Inspired by the QuickStatements tool – which marks revisions with #quickstatements – we can use the summary field (Dmitry told me we currently don't, but can easily start) of the [[ https://www.wikidata.org/w/api.php?action=help&modules=wbsetdescription | wbsetdescription API ]] calls to mark description edits made with the Suggested Edits feature with Added from Suggested Edits (v1.0) in Wikipedia Android app. This will then show up in the revision comment. Note: edit descriptions made by the app are already tagged as "mobile app edit" and "android app edit" separately. Note for future reference: same when image captions (and image caption translations) are added as a task type; those revisions will also need to have the same comment added.

Furthermore, since the user can start reading an article when they're adding a description, MobileWikiAppSessions should have a fromSuggestedEdits field to count how many pages the user started reading from this feature.

Metric goals

  • Increase in editing activity by Android app users and (from the design brief) increase Android app editor retention
    • Using the user_id information in the two Suggest Edit schemas as well as the additional "suggested app edit" tag, we will be able to compare:
      • in-app editing activity of users who use the feature with those who do not
      • retention rates of new editors who get exposed to and the feature vs those who do not
  • Increase of Android app editors editing outside of the app
    • Using the user_id information in the two Suggest Edit schemas, we will be able to assess how usage of the Suggested Edits feature affects editing activity outside of the app

Because the feature must be unlocked by the user after fulfilling the first criterion, I suspect a small proportion of editors will be exposed to the feature.
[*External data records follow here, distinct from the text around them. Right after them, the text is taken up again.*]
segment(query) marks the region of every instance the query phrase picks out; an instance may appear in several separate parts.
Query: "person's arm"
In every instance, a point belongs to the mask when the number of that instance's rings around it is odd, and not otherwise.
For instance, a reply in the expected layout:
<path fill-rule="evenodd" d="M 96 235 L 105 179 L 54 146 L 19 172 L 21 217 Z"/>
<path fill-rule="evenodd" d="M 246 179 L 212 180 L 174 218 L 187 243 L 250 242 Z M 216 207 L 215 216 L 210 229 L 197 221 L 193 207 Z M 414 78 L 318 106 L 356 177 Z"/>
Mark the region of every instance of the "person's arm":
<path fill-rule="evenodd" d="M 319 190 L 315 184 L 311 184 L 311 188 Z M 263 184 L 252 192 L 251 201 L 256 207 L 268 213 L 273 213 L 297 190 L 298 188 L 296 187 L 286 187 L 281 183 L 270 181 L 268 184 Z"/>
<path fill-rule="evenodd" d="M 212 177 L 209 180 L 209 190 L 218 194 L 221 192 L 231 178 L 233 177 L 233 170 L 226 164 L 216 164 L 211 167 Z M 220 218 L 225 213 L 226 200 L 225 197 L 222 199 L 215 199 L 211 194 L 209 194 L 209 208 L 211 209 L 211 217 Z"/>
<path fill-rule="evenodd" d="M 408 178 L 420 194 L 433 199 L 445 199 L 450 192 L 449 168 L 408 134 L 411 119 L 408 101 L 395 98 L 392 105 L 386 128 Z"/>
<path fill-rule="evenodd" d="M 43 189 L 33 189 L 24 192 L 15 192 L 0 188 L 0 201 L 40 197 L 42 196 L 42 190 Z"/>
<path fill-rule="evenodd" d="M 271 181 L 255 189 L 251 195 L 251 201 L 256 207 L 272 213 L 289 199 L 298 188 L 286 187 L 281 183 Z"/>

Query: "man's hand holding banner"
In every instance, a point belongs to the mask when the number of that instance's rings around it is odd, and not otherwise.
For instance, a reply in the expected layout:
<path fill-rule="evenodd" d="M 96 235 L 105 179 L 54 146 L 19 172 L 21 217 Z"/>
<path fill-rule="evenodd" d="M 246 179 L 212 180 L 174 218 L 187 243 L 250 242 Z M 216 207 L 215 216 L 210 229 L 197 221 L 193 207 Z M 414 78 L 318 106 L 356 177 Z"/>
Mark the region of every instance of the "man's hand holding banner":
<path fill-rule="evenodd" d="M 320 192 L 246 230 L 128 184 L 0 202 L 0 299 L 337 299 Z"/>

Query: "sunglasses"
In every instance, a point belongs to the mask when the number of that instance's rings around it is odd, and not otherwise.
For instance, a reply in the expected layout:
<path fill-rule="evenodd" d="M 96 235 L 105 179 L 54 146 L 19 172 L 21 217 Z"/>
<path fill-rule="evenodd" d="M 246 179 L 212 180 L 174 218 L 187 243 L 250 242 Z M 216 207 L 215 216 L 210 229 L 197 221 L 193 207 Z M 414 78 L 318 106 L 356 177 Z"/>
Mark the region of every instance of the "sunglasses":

Therefore it makes sense to look at unlock rates and then compare editing activities of editors by exposure/usage of the feature; rather than gauge whether the overall metric moved following the release of the feature. That is, if the feature is a great success with 10% of users, it's unlikely we would see significant impact of metrics which are calculated from all Android app editors.

After talking with Chelsy and thinking even more about this over the weekend I'm gonna simplify the specs. Once Robin returns I'll talk with him about data he'd be interested in with respect to user experience flow to aid future redesigns/adjustments.

Sounds great @mpopov, let’s schedule a 1:1 call later in the week to talk about it?